Hierarchical clustering of the corralled intensity of molecular vibrational frequency (CIMVF)
For the simplified molecular comparison, the calculated vibrational frequencies of a molecule were then sorted in increasing order and taken into the corrals, the step size of which was 5. The intensities of each frequency in the same corral were summed up as the representative of the corral in the frequency range of 0-5,000 cm-1. As a final outcome, this potential molecular descriptor of each molecule was displayed in a 1-dimensional vector containing 1,000 elements. Finally, the similarity matrix, comprising the descriptors of 47 ligands of histamine receptor, was then subjected to hierarchical clustering in the agglomerative manner. In this study, the similarity matrix was finally clustered to make an unrooted tree of 47 vertices. The calculations of CIMVF were performed by in-house scripts, written in Python.
Results and Discussion
The Tanimoto coefficients between histamine and other ligand molecules are shown in Table 2. Typically, a Tanimoto coefficient > 0.85 is considered highly similar, and a coefficient > 0.75 is considered similar for the purpose of clustering molecules that may have similar biological activity profiles [15]. The highest Tanimoto coefficient among agonists was 0.45 (imetit), and this is not high enough to be considered a molecule that has potential agonist efficacy. Moreover, the lowest value of Tanimoto coefficient among agonists was 0.08 (dimaprit and SKF91488) and is also a lower value as an antagonist. It seems that there is no related pattern between Tanimoto coefficients and the functional types of molecules in the case of histamine receptor agonists or antagonists.

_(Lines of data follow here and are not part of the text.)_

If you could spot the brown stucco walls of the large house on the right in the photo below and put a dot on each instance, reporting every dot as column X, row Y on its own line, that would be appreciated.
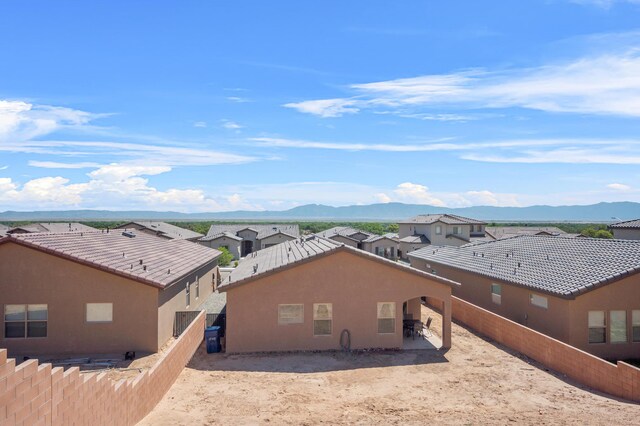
column 564, row 319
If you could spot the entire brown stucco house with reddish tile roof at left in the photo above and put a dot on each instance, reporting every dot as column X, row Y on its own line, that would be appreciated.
column 97, row 292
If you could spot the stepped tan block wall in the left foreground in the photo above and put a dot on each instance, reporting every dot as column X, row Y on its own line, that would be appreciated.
column 39, row 394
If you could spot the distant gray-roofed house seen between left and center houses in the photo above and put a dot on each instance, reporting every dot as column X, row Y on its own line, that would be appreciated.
column 245, row 239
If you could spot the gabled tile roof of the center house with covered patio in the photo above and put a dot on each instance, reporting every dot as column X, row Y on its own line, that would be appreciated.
column 290, row 253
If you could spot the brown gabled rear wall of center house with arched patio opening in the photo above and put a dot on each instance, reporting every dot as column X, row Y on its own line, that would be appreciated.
column 352, row 283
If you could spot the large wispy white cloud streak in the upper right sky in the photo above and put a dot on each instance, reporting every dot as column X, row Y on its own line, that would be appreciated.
column 601, row 84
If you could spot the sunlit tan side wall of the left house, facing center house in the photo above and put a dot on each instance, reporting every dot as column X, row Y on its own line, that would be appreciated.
column 174, row 298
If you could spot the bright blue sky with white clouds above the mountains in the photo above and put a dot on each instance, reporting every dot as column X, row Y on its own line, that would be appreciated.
column 209, row 106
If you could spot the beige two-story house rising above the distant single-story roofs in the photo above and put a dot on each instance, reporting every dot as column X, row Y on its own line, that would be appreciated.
column 439, row 229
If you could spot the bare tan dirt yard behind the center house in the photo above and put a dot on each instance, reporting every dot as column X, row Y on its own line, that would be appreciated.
column 475, row 382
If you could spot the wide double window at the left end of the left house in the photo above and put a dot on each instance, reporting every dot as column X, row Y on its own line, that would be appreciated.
column 25, row 321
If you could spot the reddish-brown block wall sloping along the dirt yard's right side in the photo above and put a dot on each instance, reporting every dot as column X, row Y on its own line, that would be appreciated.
column 621, row 379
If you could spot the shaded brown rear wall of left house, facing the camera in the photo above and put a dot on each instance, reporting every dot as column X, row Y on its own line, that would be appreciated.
column 29, row 276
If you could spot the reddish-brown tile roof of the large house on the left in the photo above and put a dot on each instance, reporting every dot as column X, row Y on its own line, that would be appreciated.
column 163, row 261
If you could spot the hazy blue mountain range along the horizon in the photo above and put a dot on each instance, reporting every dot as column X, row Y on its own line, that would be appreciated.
column 601, row 212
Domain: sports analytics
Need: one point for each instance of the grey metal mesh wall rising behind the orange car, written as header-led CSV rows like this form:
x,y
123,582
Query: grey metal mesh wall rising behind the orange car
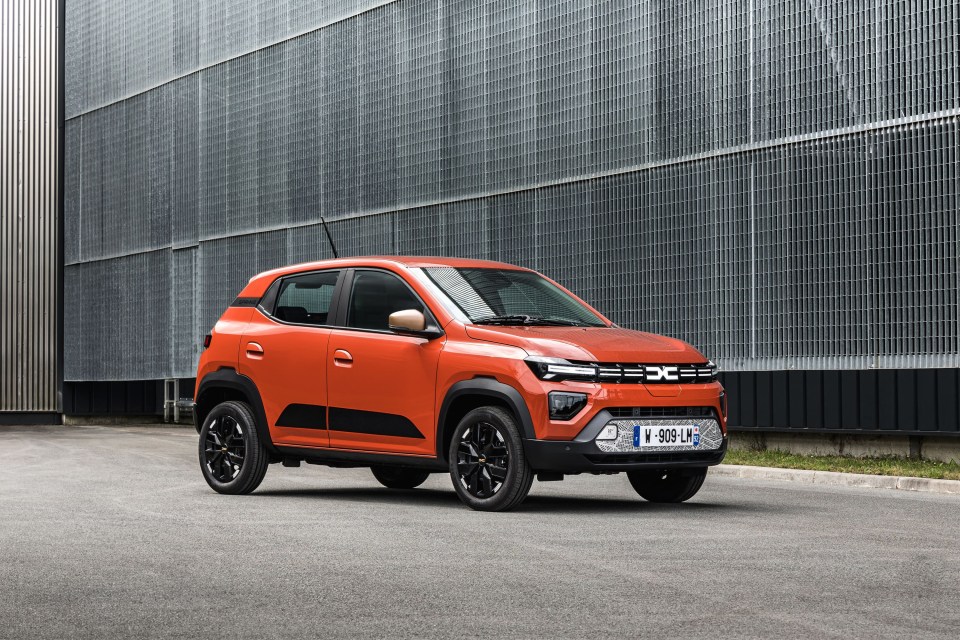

To search for a novel characteristic for the classification of histamine receptor ligands, a kind of molecular calculation using agglomerative hierarchical clustering was adopted in this work. The result of the hierarchical clustering of the similarity matrix from CIMVF is shown in Fig. 2. As shown in the figure, eight agonists were located nearby (the part in the dotted circle), except impromidine, and all antagonists were clustered close to each other in the radial tree. We can tell the regional difference between agonists and antagonists in the tree and also find that the information from the molecular vibrational frequency may play a role in the classification of agonists/antagonists for histamine receptor as a possible molecular descriptor. For these methods, clustering with CIMVF shows the more proper result in the case of histamine receptor ligands. With a more concentrated study on the relationship between the molecular vibrational frequency and pharmacological function of a ligand, the vibrational spectrum of a molecule may shed light on the field of ligand-receptor interaction mechanisms.
Acknowledgments
The author would like to express sincere appreciation to Prof. C. H. Choi for the use of his cluster computer and his valuable advice. This work was supported by the 2010 Inje University research grant.